The user, a 23-year-old female, describes an argument with her 28-year-old boyfriend while they were grocery shopping together. The user dislikes shopping with him because he treats it like a game, adding unnecessary and expensive items to the cart while mocking the essential items on the list.
When the user attempted to stick to their agreed-upon budget, the boyfriend reacted negatively with snide, escalating comments in public. After he accused her of being controlling, the user left the store and sat in the car, eventually driving away when he refused to stop the behavior. The core dilemma is whether her action of leaving him at the store was an overreaction to his childish behavior or an unfair abandonment.

AITA for leaving my boyfriend at the grocery store after he acted like a total asshole?
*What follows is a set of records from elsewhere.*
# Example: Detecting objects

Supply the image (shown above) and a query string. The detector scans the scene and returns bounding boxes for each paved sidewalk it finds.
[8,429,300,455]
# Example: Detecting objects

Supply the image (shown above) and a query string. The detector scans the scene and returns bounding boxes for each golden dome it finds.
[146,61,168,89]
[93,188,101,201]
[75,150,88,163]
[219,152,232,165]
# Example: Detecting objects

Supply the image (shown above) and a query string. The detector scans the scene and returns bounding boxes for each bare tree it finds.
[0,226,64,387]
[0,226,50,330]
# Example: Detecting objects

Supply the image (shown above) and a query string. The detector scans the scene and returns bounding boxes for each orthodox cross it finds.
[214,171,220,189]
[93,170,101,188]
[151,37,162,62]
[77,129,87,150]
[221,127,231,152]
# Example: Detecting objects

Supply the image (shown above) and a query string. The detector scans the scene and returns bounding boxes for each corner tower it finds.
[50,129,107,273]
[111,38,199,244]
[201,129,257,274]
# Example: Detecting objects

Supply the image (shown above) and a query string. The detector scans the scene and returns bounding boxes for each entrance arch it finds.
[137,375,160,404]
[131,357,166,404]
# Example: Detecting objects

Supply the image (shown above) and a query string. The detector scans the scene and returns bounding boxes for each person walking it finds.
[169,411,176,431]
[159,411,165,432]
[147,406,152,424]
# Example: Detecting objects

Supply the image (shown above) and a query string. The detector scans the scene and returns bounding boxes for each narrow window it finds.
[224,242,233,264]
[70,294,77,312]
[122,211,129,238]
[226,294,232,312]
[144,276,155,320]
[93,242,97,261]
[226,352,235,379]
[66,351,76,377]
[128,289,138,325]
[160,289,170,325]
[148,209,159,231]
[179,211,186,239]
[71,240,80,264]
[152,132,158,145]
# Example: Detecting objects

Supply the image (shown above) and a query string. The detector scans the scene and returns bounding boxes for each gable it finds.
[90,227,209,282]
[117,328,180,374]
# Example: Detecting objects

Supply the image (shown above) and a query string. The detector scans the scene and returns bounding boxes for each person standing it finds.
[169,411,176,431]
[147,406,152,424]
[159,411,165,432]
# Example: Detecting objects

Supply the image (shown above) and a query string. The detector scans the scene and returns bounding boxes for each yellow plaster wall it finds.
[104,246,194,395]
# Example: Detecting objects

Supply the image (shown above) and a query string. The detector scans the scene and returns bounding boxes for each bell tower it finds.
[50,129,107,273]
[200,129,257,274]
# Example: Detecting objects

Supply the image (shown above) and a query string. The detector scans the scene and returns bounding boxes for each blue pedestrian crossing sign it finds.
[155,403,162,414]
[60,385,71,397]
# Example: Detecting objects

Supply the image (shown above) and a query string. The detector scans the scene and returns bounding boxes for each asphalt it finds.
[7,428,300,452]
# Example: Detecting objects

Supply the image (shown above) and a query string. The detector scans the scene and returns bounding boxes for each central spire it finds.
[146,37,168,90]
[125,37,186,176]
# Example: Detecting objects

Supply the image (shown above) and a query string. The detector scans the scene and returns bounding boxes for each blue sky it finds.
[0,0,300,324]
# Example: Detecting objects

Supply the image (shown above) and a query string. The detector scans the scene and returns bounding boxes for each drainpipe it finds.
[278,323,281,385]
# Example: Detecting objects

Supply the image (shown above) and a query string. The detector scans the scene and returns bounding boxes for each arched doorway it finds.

As relationship therapist Dr. Terri Orbuch states, “Couples who communicate effectively about problems tend to be happier than those who don’t.” This situation highlights a breakdown in communication regarding a core shared responsibility: finances.
The boyfriend’s behavior—mocking the list, adding non-essential items, and escalating to loud, sarcastic comments in public—suggests a resistance to shared accountability and an attempt to shift blame. His accusation that the OP is ‘controlling’ when she attempts to enforce a mutual budget is a common defensive maneuver to avoid responsibility. The OP’s feeling of mortification and subsequent departure was a valid, albeit emotionally charged, response to being publicly humiliated and disrespected while trying to maintain a necessary boundary.
The OP’s action of leaving was an appropriate response to an escalating, emotionally abusive public scene, as it removed her from the toxic interaction. However, the subsequent decision to leave him without a guaranteed means of transport (though he had his phone and wallet) introduces an element of punitive action. Moving forward, the constructive recommendation is for the OP to address the underlying issue of financial respect privately, establishing clear, non-negotiable rules for shared expenses outside of high-stress environments like the grocery store.
THE COMMENTS SECTION WENT WILD – REDDIT HAD *A LOT* TO SAY ABOUT THIS ONE.





















The original poster (OP) is feeling justified in her decision to leave the grocery store after her boyfriend escalated a discussion about budget adherence into a public, emotionally charged confrontation. The central conflict lies between the OP’s need to enforce financial responsibility and the boyfriend’s reaction, which framed her boundary-setting as controlling behavior.
Did the OP overreact by leaving her boyfriend mid-shopping trip due to his public outburst, or was this a necessary response to his immature and disrespectful behavior? Viewers must weigh the necessity of financial discipline against the perception of abandonment in a relationship.